文化施設、相次ぐ開館時間変更 湘南・西湘地域|カナロコ|神奈川新聞ニュース

文化施設、相次ぐ開館時間変更 湘南・西湘地域

利便性向上、経費削減狙い

7月から平日の開館時間が2時間短縮された寒川文書館

 湘南・西湘地域で文化施設の開館時間帯の変更が相次いでいる。利便性の向上のほか、「経費削減」とみられる狙いもある。

 開館日数を増やすために開館時間を短縮したのは、二宮町図書館(同町二宮)と、おだわら市民交流センターUMECO(小田原市栄町)。同図書館は平日夜7時まで開館していたが、試行として7月から水、金曜のみとし、他の日は午後5時までとした。代わりに館内の整理作業のため設けていた月末の休館日をやめ、2018年度は開館日が8日増える。

 UMECOは4月から、夜間利用を30分短縮し午後9時半まで、会議室利用は午後9時までとした。一方で休館日を毎週月曜から第1月曜に変更、祝日翌日が平日ならば休館というのもやめ、年間40日程度開館日が多くなる。

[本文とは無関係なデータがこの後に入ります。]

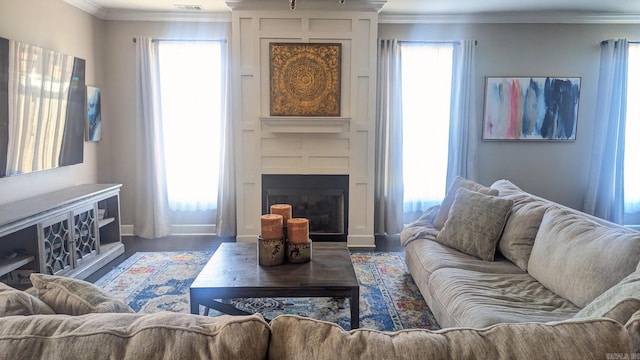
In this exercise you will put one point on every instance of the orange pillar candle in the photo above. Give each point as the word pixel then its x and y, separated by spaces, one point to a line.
pixel 298 230
pixel 282 209
pixel 271 226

 いずれも「短縮したのは利用が少ない時間帯。多くの人に利用しやすい施設を目指しての措置」と説明。「開館日を増やして」との要望もあったという。

 経費削減の側面が否めない施設もある。

 茅ケ崎市は4月から、県なぎさギャラリー内にある「宇宙にはばたく夢 宇宙飛行士展示コーナー」(同市汐見台)について、午前9時~午後5時を午前10時~午後4時に短縮。市によると、「利用者の実績が少ない時間帯」で、年70万円ほどの人件費削減につながるという。

 寒川町でも時短が進む。町文化財学習センター(同町一之宮)の開館日は17年度まで火、水、金、土曜の週4日だったが、4月から「予約制」で原則平日のみに変更。寒川文書館(同町宮山)も7月から、平日の閉館時刻を午後7時から午後5時に早め、土、日曜、祝日と同じ時間帯とした。

 緩和策として、同センターは「土、日曜、祝日については応相談」「資料の整理作業日(火、水、金曜)は自由に見学可」とし、文書館も「前日午後3時までに連絡があれば午後5~7時の利用に対応する」としている。